If you're running Windows 7 or Vista, the first thing you should install is the Network Meter (and All CPU Meter) gadget. If you suspect any unusual activity, you can quickly glance at your CPU and network resources being used.
You can get them at http://www.addgadget.com/
Life is not for the lazy.
You can't comment on whether Final Fantasy 14 discloses that it uses P2P, because you don't have a copy of FF14. You only have a copy of the beta. The fact that it uses P2P to download the beta client and updates is spelled out in the download and installation instructions that you clearly didn't read.
If it's OK to do this with a game you like a lot, with terms hidden deep in the fine print of the EULA, then it's also OK for every cheesy browser plugin and toolbar extension and Java Applet.
Sure, you're OK with one hidden P2P client on your system. How would you feel about 175 of them?
Help stamp out iliturcy.
huh? when you run the updater for FFxiv it clearly shows your download AND upload speed in the panel. if that isn't obvious, i don't know what is.
http://www.accountkiller.com/removal-requested
On top of pretty much requiring UPnP "trojan all-you-can-eat buffet" features to do anything useful
Or manually port forwarding, as described on the Beat site.
it will happily corrupt itself beyond repair if it ever times out or is interrupted for some other reason.

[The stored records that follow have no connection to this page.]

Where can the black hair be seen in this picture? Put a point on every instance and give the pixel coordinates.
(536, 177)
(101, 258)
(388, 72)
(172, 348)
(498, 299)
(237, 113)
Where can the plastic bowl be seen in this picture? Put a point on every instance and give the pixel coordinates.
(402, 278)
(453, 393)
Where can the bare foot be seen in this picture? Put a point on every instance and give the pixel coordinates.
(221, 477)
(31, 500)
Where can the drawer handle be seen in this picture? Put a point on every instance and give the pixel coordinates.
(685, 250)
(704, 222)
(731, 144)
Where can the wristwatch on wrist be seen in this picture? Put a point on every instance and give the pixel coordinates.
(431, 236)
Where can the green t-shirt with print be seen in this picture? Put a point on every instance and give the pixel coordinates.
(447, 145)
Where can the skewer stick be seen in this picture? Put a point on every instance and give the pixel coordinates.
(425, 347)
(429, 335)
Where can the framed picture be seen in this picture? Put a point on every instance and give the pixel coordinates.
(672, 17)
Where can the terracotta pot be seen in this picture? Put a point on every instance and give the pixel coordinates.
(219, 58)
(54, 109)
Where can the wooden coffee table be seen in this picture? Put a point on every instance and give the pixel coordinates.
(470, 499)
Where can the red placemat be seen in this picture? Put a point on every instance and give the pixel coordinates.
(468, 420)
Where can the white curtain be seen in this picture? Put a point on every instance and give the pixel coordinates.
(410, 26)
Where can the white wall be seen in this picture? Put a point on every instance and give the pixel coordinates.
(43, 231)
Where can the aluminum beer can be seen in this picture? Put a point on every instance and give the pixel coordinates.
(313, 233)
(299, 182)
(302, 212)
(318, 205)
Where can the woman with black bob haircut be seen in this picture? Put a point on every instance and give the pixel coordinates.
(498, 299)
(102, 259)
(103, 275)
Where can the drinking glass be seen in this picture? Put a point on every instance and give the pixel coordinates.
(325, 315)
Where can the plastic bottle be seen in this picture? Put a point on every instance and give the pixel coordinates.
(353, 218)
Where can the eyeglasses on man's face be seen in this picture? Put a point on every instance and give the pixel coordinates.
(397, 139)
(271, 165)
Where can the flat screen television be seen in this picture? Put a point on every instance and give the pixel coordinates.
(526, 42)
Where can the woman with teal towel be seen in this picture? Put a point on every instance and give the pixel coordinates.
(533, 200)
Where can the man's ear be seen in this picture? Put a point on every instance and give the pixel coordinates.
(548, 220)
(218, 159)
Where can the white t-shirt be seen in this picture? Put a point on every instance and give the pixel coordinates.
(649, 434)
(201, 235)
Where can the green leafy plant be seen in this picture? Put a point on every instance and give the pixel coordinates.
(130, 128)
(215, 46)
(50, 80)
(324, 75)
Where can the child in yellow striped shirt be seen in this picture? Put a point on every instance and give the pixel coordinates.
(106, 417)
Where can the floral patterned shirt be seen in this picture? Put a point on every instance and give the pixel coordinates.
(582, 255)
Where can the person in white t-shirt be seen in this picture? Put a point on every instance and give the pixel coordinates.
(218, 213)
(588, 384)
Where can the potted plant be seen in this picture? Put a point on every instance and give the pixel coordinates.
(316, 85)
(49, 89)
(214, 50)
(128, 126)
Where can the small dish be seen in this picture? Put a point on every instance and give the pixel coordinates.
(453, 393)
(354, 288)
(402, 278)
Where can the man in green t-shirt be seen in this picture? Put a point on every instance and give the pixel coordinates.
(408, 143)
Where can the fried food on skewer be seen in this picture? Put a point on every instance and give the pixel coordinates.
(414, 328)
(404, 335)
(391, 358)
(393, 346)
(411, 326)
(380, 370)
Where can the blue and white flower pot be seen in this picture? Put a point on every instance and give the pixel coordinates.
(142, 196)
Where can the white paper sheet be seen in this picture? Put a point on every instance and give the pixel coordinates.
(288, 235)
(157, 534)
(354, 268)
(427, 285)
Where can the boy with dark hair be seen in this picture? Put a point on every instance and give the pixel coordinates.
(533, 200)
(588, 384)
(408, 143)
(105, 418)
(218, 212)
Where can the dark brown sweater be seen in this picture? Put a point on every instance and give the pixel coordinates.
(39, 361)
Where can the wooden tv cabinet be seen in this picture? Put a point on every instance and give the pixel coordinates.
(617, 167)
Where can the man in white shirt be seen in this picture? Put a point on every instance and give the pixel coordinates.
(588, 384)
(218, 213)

Nonsense, I've killed it or had it crash multiple times while in progress. Still works fine. That's why, as with any BitTorrent client, it re-hashes the pieces it has downloaded and throws out any corrupt ones when it starts.
as it didn't transfer more than maybe 1MB in the 20 or so attempts I made before sending some rather impolite feedback and uninstalling the POS
So, you didn't have UPnP or port forwarding set up, and it didn't work. That's not surprising.
The client is lacking any upstream limiting features
Any competent publisher that values its customers (so maybe all two of them)
So, in your opinion, rather than in practice.